CHAPTER
I prologue
II close to nature
III boy, bird, and snake
IV growing up with
the country
V grim-visaged
war
VI the Spearing of
Alfred
VII how fiction made fact
VIII new forces at work
IX Mrs. Potiphar
X the building
of the fence
XI settling with Woodell
XII inclination against conscience
XIII Farewell to the fence
XIV A rugged lost sheep
XV A strange world
XVI the really ugly duckling
XVII “Eh, but she’s
winsome”
XVIII the woman
XIX Purgatory
XX two fools
XXI “My little rhinoceros-bird”
XXII two fools still
XXIII just A Pang
XXIV “As to those others”
XXV nature again
XXVI adventures Manifold
XXVII the house wonderful
XXVIII the ape
XXIX the first district
XXX the ninth ward
XXXI their foolish ways
XXXII the law of nature
XXXIII whitest ashes
A MAN AND A WOMAN.
CHAPTER I.
Prologue.
But for a recent occurrence I should certainly not be telling the story of a friend, or, rather, I should say, of two friends of mine. What that occurrence was I will not here indicate—it is unnecessary; but it has not been without its effect upon my life and plans. If it be asked by those who may read these pages under what circumstances it became possible for me to acquire such familiarity with certain scenes and incidents in the lives of one man and one woman,—scenes and incidents which, from their very nature, were such that no third person could figure in them,—I have only to explain that Grant Harlson and I were friends from boyhood, practically from babyhood, and that never, during all our lives together, did a change occur in our relationship.
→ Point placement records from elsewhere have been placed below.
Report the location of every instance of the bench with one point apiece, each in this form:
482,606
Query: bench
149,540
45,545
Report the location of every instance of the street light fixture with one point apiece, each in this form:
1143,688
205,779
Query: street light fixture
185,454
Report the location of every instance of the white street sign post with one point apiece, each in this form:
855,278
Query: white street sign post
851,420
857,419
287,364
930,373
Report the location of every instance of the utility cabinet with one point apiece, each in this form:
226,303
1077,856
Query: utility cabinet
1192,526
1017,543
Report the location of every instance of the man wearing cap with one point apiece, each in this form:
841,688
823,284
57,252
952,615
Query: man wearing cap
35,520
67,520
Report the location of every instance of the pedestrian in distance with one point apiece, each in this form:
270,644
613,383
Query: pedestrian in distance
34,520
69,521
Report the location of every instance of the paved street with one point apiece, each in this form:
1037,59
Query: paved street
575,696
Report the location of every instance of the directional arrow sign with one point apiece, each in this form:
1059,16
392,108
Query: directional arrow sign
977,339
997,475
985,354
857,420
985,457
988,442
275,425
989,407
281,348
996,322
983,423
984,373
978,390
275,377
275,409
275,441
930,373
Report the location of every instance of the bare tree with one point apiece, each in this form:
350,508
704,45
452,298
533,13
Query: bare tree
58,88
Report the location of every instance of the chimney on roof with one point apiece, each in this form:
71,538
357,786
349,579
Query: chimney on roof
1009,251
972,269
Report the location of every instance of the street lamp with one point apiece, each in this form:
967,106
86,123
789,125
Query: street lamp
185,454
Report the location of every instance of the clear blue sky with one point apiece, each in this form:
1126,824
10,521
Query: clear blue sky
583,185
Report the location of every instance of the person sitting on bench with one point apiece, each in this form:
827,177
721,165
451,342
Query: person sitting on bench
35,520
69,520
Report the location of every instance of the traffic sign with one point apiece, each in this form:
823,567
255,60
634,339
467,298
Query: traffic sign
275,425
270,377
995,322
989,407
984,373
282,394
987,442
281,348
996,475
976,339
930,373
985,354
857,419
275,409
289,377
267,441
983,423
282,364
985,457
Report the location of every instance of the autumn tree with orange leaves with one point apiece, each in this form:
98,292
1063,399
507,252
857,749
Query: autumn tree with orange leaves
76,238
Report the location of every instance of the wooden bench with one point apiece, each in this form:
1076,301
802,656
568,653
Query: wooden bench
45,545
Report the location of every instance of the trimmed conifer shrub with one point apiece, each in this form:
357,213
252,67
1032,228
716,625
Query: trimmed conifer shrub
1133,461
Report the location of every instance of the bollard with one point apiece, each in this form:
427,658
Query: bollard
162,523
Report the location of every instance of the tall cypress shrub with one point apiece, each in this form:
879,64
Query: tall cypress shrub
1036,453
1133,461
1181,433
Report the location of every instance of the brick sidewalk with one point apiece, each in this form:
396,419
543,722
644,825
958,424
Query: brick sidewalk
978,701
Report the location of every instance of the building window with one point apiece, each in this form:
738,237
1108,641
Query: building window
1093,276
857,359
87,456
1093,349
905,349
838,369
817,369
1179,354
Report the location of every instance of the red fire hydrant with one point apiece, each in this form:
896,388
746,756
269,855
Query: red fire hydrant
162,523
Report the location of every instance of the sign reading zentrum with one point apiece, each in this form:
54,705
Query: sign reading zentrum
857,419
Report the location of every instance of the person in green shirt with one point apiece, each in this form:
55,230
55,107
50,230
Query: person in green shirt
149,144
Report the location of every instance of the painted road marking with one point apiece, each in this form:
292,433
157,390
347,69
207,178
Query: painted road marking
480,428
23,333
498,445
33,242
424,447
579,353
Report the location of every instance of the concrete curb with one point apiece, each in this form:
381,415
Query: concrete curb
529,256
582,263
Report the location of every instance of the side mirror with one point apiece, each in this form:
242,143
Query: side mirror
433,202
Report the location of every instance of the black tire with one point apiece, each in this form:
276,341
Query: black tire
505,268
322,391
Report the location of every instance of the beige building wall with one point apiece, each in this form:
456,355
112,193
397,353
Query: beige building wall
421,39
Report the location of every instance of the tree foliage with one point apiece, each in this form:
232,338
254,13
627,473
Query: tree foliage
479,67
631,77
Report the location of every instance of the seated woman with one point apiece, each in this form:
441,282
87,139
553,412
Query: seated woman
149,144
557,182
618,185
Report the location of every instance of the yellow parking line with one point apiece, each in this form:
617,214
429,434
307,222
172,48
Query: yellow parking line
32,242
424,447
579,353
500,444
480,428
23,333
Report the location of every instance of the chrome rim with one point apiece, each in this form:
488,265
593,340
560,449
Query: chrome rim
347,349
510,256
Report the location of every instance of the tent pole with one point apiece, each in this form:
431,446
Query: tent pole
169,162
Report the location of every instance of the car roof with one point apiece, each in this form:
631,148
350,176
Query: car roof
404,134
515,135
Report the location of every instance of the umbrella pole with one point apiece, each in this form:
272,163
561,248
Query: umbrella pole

He has told me many things of a nature imparted by one man to another very rarely, and only when each of the two feels that they are very close together in that which sometimes makes two men as one. He was proud and glad when he told me these things—they were but episodes, and often trivial ones—and I was interested deeply. They added the details of a history much of which I knew and part of which I had guessed at.
He was not quite the ordinary man, this Grant Harlson, close friend of mine. He had an individuality, and his name is familiar to many people in the world. He has been looked upon by the tactful as but one of a type in a new nationality—a type with traits not yet clearly defined, a type not large, nor yet, thank God, uncommon—one of the best of the type; to me, the best. A close friend perhaps is blind. No; he is not that: he but sees so clearly that the world, with poorer view, may not always agree with him.